Sénégal : la réforme constitutionnelle, entre renforcement des pouvoirs et vives critiques

Le Parlement sénégalais a récemment validé un projet de révision constitutionnelle, un vote qui s’est déroulé à l’unanimité des 129 députés présents. Ce texte, porté par le parti Pastef, ambitionne de remodeler l’architecture institutionnelle du pays en renforçant les prérogatives du Parlement et du Premier ministre, tout en redéfinissant celles du président de la République.

Cette initiative, bien que votée sans opposition visible à l’Assemblée, soulève néanmoins une controverse grandissante sur la scène politique sénégalaise. La coalition du chef de l’État, ainsi que plusieurs partis d’opposition, expriment de sérieuses réserves, accusant la réforme constitutionnelle Sénégal d’être spécifiquement élaborée pour servir les intérêts d’Ousmane Sonko. Ancien Premier ministre, ce dernier occupe désormais le poste de président de l’Assemblée nationale, une position clé qui alimente les spéculations sur les réelles motivations derrière ces modifications.

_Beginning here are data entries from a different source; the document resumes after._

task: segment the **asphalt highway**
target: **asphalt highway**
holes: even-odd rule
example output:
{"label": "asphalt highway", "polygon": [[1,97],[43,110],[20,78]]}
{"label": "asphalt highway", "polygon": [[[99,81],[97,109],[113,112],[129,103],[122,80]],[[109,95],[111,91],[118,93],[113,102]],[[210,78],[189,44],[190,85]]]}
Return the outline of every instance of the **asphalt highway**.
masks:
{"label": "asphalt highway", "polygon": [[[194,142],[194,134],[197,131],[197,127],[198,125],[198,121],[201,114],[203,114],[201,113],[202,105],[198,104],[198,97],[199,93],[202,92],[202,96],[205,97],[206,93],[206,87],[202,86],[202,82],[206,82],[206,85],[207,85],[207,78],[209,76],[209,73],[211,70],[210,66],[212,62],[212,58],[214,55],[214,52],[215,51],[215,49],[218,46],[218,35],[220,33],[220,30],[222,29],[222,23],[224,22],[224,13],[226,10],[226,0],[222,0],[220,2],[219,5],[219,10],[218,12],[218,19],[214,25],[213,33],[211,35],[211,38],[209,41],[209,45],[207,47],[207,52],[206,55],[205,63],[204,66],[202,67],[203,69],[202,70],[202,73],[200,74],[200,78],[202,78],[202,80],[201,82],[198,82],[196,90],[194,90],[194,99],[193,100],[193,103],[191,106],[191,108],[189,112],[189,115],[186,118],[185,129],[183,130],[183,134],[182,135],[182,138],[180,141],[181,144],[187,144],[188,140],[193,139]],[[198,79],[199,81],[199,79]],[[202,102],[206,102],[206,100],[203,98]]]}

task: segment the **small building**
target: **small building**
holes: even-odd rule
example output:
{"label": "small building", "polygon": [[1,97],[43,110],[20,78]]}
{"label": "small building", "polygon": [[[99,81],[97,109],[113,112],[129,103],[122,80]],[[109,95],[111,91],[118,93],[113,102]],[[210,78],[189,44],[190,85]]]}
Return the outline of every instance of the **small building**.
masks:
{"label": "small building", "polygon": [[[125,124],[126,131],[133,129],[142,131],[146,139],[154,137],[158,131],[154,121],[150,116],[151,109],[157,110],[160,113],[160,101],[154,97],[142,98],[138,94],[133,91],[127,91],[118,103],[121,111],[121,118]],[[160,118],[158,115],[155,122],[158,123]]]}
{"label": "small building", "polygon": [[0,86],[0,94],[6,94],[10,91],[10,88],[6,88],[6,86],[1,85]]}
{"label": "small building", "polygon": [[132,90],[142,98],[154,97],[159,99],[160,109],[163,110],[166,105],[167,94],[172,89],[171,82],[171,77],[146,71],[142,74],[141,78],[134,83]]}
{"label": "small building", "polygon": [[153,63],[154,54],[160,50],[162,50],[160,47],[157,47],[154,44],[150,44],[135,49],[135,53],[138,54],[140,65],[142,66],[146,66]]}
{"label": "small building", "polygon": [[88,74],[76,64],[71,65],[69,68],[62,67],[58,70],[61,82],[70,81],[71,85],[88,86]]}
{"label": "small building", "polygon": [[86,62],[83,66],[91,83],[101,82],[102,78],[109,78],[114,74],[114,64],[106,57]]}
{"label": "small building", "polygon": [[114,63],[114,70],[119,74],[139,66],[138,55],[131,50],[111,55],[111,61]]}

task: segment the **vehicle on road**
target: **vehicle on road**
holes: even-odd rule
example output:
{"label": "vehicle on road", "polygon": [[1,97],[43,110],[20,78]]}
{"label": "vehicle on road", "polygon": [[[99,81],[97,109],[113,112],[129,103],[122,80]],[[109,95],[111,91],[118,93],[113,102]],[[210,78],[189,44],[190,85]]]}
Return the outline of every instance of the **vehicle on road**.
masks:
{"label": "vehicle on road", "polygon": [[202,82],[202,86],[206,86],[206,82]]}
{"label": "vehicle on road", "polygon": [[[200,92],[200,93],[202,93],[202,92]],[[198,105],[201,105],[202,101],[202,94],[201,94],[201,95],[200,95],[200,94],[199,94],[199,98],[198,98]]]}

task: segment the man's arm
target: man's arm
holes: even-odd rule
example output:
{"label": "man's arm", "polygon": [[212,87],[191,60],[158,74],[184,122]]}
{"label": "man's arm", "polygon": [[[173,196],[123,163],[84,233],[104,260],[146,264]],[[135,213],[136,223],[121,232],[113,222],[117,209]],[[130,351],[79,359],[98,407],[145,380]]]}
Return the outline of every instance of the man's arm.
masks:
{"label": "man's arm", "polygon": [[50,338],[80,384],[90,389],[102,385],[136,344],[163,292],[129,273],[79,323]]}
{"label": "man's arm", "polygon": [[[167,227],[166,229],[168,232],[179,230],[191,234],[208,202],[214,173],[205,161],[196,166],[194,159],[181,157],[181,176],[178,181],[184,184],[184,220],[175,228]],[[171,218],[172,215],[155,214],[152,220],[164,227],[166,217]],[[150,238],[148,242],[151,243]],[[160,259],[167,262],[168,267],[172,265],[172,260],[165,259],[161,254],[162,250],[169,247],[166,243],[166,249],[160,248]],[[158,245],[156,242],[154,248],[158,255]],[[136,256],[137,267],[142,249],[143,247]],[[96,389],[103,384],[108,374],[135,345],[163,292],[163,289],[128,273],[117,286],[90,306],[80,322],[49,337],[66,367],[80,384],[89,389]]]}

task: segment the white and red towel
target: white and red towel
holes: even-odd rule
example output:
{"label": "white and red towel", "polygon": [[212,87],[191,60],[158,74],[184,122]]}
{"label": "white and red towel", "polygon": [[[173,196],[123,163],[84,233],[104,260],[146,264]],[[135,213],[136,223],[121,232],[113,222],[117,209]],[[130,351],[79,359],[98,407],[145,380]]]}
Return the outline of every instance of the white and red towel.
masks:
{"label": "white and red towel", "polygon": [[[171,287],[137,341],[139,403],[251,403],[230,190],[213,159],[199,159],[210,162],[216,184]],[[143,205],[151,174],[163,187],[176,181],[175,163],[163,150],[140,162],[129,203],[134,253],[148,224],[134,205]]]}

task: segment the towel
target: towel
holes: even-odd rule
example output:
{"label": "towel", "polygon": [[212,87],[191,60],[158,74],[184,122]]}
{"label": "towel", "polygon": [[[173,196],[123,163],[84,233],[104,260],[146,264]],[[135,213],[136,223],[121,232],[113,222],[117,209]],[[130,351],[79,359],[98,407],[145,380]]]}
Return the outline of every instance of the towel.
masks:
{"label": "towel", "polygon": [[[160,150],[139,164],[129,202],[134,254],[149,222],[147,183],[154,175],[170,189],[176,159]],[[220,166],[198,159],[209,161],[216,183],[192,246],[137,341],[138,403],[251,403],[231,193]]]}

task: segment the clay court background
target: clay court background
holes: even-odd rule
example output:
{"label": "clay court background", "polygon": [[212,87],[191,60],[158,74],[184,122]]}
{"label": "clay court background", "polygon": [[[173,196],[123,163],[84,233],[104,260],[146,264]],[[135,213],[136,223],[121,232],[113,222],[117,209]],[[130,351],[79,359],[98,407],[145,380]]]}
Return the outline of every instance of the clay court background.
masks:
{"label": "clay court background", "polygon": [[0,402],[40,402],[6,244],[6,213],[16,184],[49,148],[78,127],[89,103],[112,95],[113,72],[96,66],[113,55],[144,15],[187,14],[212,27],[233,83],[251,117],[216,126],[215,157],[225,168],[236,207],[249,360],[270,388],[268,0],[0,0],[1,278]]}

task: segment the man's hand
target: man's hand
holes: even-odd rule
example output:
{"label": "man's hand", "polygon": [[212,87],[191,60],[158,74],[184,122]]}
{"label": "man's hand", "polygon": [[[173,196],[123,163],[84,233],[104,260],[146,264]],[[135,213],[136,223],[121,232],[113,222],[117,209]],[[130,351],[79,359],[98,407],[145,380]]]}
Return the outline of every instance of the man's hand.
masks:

Face à ces accusations de réforme « sur mesure », le président Bassirou Diomaye Faye a choisi de soumettre le projet de loi à un référendum national. Cette décision interroge la classe politique et l’opinion publique : s’agit-il d’une démarche de consultation démocratique sincère visant à obtenir l’adhésion populaire, ou d’une manœuvre stratégique pour gérer les tensions et légitimer une orientation politique contestée ? Le peuple sénégalais est désormais appelé à trancher sur ces changements fondamentaux qui pourraient redessiner l’équilibre des pouvoirs pour les années à venir.